On Mon, Oct 14, 2024, Chao Gao wrote:
> On Wed, Oct 09, 2024 at 02:48:28PM +0800, Like Xu wrote:
> >On 12/12/23 2:55 AM, Jim Mattson wrote:
> >> I reported recently that commit 26844fee6ade ("KVM: x86: never write to
> >> memory from kvm_vcpu_check_block()") broke delivery of a virtualized posted
> >> interrupt from an L1 vCPU to a halted L2 vCPU (see
> >> https://lore.kernel.org/all/20231207010302.2240506-1-jmattson@xxxxxxxxxx/).

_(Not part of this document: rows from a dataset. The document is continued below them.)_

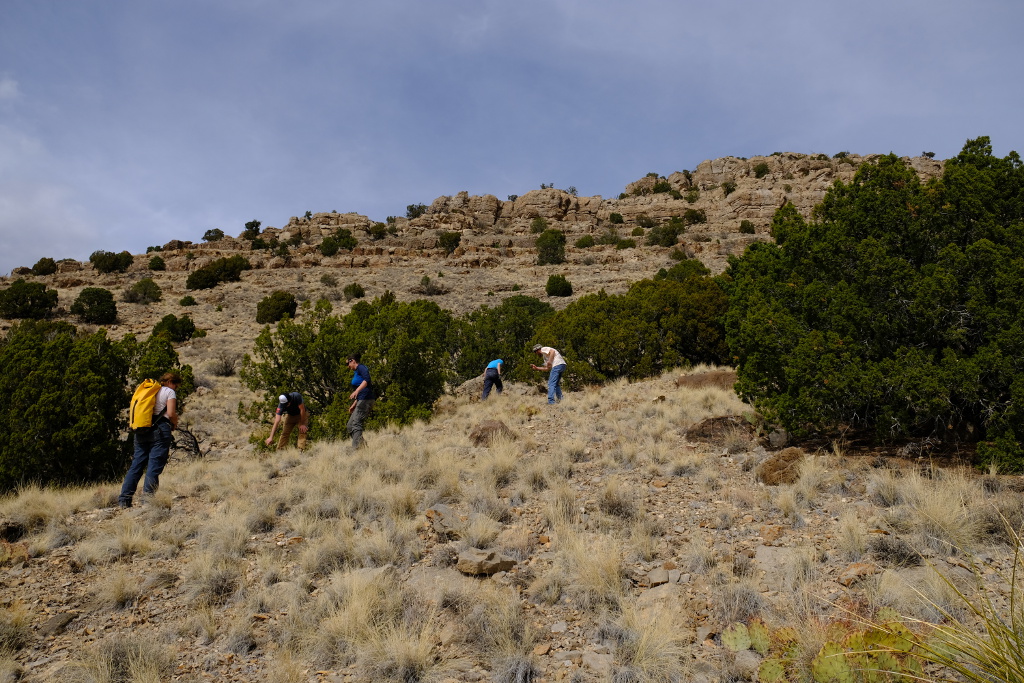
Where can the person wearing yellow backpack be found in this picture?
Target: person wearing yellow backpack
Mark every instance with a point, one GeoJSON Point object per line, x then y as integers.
{"type": "Point", "coordinates": [153, 442]}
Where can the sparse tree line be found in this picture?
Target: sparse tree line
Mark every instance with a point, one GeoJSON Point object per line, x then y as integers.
{"type": "Point", "coordinates": [896, 307]}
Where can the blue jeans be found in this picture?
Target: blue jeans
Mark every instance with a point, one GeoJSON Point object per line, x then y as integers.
{"type": "Point", "coordinates": [152, 452]}
{"type": "Point", "coordinates": [555, 383]}
{"type": "Point", "coordinates": [492, 379]}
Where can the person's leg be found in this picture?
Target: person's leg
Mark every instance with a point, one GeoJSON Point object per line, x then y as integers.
{"type": "Point", "coordinates": [158, 461]}
{"type": "Point", "coordinates": [287, 425]}
{"type": "Point", "coordinates": [355, 422]}
{"type": "Point", "coordinates": [139, 461]}
{"type": "Point", "coordinates": [556, 372]}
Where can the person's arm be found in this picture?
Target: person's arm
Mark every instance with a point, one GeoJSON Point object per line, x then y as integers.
{"type": "Point", "coordinates": [273, 428]}
{"type": "Point", "coordinates": [172, 412]}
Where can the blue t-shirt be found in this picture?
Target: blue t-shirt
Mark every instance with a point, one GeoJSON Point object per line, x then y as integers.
{"type": "Point", "coordinates": [363, 373]}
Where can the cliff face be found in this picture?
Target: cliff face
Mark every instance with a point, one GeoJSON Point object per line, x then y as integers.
{"type": "Point", "coordinates": [496, 256]}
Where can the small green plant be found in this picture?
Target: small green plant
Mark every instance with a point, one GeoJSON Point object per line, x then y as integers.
{"type": "Point", "coordinates": [144, 291]}
{"type": "Point", "coordinates": [694, 216]}
{"type": "Point", "coordinates": [95, 305]}
{"type": "Point", "coordinates": [449, 242]}
{"type": "Point", "coordinates": [353, 291]}
{"type": "Point", "coordinates": [44, 266]}
{"type": "Point", "coordinates": [175, 329]}
{"type": "Point", "coordinates": [275, 306]}
{"type": "Point", "coordinates": [252, 229]}
{"type": "Point", "coordinates": [558, 286]}
{"type": "Point", "coordinates": [221, 270]}
{"type": "Point", "coordinates": [551, 248]}
{"type": "Point", "coordinates": [104, 261]}
{"type": "Point", "coordinates": [30, 300]}
{"type": "Point", "coordinates": [643, 220]}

> >> The test that exposed the regression is the final patch of this series. The
> >> others are prerequisites.
> >> 
> >> It would make sense to add "vmx_posted_interrupts_test" to the set of tests
> >> to be run under the unit test name, "vmx_apicv_test," but that is
> >> non-trivial. The vmx_posted_interrupts_test requires "smp = 2," but I find
> >> that adding that to the vmx_apicv_tests causes virt_x2apic_mode_test to
> >> fail with:
> >> 
> >> FAIL: x2apic - reading 0x310: x86/vmx_tests.c:2151: Assertion failed: (expected) == (actual)
> >> 	LHS: 0x0000000000000012 - 0000'0000'0000'0000'0000'0000'0000'0000'0000'0000'0000'0000'0000'0000'0001'0010 - 18
> >> 	RHS: 0x0000000000000001 - 0000'0000'0000'0000'0000'0000'0000'0000'0000'0000'0000'0000'0000'0000'0000'0001 - 1
> >> Expected VMX_VMCALL, got VMX_EXTINT.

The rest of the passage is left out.